The Institute for Supply Management’s gauge of factory activity fell to 57.6 — the third straight decline and the lowest since November 2020 — from 58.8 a month earlier, according to data released Tuesday. Still, readings above 50 signal expansion and the latest figures show manufacturing remains robust.

The group’s measures of production and new orders both dropped to the lowest since mid-2020, suggesting the recent wave of infections due to the omicron variant may have hampered plant operations.

Prices for materials used in the production process — already elevated amid lingering pandemic-related supply and demand imbalances — jumped nearly 8 points last month. That was the largest advance since the end of 2020 and was probably a reflection, at least in part, of higher crude oil prices.

“The U.S. manufacturing sector remains in a demand-driven, supply chain-constrained environment, but January was the third straight month with indications of improvements in labor resources and supplier delivery performance,” Timothy Fiore, chair of ISM’s Manufacturing Business Survey Committee, said in a statement.

Fourteen manufacturing industries reported growth in January, led by apparel and furniture.

The purchasing managers data showed supply constraints continued to ease, though they remain persistent. Supplier delivery times improved slightly and the ISM gauge of order backlogs fell to the lowest since October 2020.

The average lead time for materials used in production eased to 95 days in January. That’s a slight improvement from recent readings in October and November which were the highest in data back to 1987.

There was a bigger drop in the average lead time for supplies used for maintenance, repairs and operations — down to 46 days three months after reaching a record of 49 days. At the same time, the average delivery time for capital equipment jumped to a record 167 days.

The ISM data also showed factories were having greater success beefing up payrolls. An index of employment rose to a 10-month high. The government’s jobs report on Friday is forecast to show manufacturers added nearly 25,000 workers in January.

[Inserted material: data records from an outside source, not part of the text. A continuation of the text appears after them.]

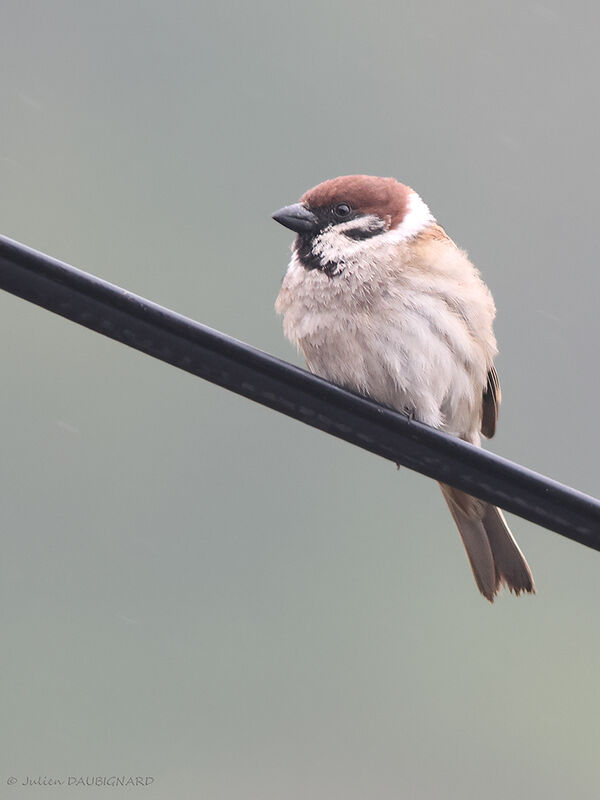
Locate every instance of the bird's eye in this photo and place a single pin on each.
(342, 210)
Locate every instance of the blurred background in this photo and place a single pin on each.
(196, 589)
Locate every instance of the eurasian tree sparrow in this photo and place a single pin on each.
(381, 301)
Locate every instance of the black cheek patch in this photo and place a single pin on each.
(360, 234)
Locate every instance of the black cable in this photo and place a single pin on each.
(211, 355)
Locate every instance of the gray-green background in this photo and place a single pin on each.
(197, 589)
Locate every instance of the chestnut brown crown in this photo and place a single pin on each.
(365, 194)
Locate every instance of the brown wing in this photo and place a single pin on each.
(491, 404)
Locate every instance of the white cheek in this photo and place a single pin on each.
(332, 246)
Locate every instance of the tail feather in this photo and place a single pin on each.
(493, 553)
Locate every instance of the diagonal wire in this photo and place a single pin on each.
(177, 340)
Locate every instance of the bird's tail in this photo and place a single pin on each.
(493, 553)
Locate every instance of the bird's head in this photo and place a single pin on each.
(351, 217)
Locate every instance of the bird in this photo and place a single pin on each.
(381, 301)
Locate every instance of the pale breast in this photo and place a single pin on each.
(403, 334)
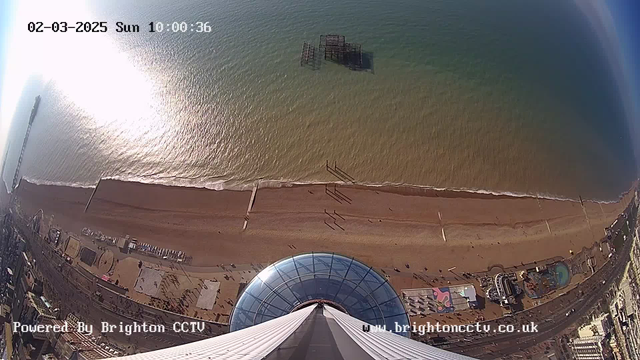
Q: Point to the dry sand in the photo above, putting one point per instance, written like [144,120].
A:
[383,227]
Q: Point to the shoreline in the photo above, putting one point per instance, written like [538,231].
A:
[402,189]
[383,227]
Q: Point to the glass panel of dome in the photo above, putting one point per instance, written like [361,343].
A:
[276,299]
[361,291]
[332,288]
[383,293]
[272,310]
[340,266]
[401,320]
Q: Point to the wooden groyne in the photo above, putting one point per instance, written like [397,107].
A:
[91,197]
[34,111]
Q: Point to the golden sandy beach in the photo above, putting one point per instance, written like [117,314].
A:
[383,227]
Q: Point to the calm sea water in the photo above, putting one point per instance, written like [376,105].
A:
[502,95]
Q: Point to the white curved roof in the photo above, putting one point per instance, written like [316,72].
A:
[305,333]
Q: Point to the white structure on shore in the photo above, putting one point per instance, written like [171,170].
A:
[318,331]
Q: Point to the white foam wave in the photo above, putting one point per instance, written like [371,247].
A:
[263,183]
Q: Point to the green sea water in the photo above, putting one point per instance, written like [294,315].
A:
[504,95]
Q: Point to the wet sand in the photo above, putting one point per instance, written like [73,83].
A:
[383,227]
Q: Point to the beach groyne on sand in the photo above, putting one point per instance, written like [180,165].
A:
[386,226]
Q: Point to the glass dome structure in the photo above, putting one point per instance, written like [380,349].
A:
[341,282]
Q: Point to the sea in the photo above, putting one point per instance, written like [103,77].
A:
[502,96]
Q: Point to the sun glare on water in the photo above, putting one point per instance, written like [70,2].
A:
[88,68]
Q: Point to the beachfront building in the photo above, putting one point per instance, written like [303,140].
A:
[342,282]
[313,306]
[317,331]
[438,300]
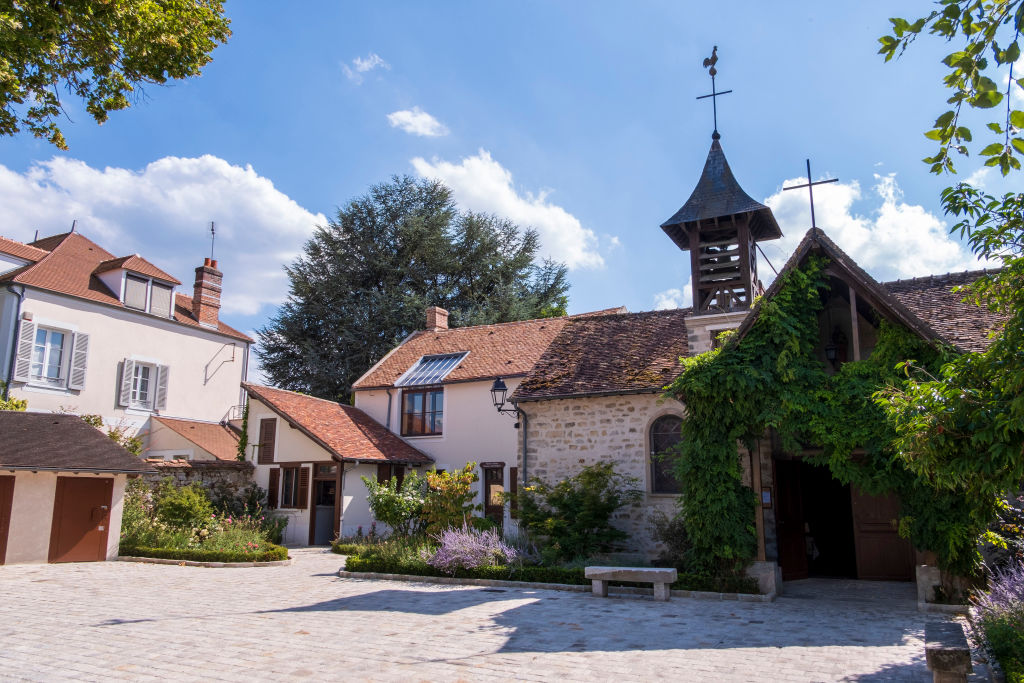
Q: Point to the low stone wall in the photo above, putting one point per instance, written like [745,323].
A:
[207,472]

Select ISM Industry Comments

“We are experiencing massive interruptions to our production due to supplier Covid-19 problems limiting their manufacturing of key raw (materials) like steel cans and chemicals.” – Chemical Products

“While there has been some improvement in materials making it to our factories and logistics centers, we are still constrained by (a lack of) qualified labor.” – Computer & Electronic Products

“Transportation, labor and inflation issues continue to hamper our supply chain and ability to service our customers.” – Transportation Equipment

“Lack of skilled production personnel, either from missing work due to (Covid-19) variants or leaving for better opportunities, making it more difficult to complete work.” – Fabricated Metals Products

“Transportation restrictions and a lack of supplier manpower continue to create significant shortages that limit our production.” – Machinery

“Our suppliers are having difficulty meeting scheduled releases as their suppliers experience delays and shortages, so lead times and inventories are struggling, resulting in lost production.” – Food & Beverage Products

Meantime, still-very lean factory customer inventories improved slightly. The ISM index rose to 33, the highest since January of last year.

Supply chains aren’t expected to normalize for months as the pandemic continues to make it difficult for U.S. producers to adequately source product.